2011/3/8 Peter Schuller <peter.schuller@infidyne.com>

(1) I cannot stress this one enough: Run with -XX:+PrintGC
-XX:+PrintGCDetails -XX:+PrintGCTimeStamps and collect the output.
(2) Attach to your process with jconsole or some similar tool.
(3) Observe the behavior of the heap over time. Preferably post
screenshots so others can look at them.


I'm not sure that up to the end you has understood, sorry
 
I launch cassandra with follow gc login options (but doesn't mention about this before, because of this document http://www.datastax.com/docs/0.7/troubleshooting/index#nodes-seem-to-freeze-after-some-period-of-time, there is no any mention about gc.log ):

JVM_OPTS="$JVM_OPTS -XX:+PrintGCApplicationStoppedTime"
JVM_OPTS="$JVM_OPTS -Xloggc:/var/log/cassandra/gc.log"
 

And detect that nodes frozen with follow log entires

Total time for which application threads were stopped: 30.0000957 seconds

And so on.

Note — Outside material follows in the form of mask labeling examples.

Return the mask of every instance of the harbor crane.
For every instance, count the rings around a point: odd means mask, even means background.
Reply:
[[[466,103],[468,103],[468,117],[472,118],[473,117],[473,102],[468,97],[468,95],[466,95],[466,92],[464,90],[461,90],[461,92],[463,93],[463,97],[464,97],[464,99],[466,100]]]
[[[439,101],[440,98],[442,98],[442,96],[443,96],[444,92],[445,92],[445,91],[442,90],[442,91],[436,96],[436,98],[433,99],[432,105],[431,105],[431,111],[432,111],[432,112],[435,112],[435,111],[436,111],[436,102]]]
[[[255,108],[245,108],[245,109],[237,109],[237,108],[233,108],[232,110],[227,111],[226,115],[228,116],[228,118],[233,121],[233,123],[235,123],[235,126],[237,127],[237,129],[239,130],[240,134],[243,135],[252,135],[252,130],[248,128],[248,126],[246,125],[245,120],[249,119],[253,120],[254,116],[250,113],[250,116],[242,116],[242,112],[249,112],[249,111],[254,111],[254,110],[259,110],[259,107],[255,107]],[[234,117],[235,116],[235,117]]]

Also when i think that nodes are frozen i got UnavailableException and TimeOutException, about 20-30 times (i make few Attempts (300 with 1 sec sleep) before final fail), follow fragment of code illustrate what i do

        for(; $l_i < 300; ++$l_i)
        {
            try
            {
                $client->batch_mutate($mutations, cassandra_ConsistencyLevel::QUORUM);
                $retval = true;

                break;
            }
            catch(cassandra_UnavailableException $e)
            {
                array_push($l_exceptions, get_class($e));
                sleep(1);
            }
            catch(cassandra_TimedOutException $e)
            {
                array_push($l_exceptions, get_class($e));
                sleep(1);
            }
            catch(Exception $e)
            {
                $loger->err(get_class($e).': '.$e->getMessage());
                $loger->err($mutations);

                break;
            };
        };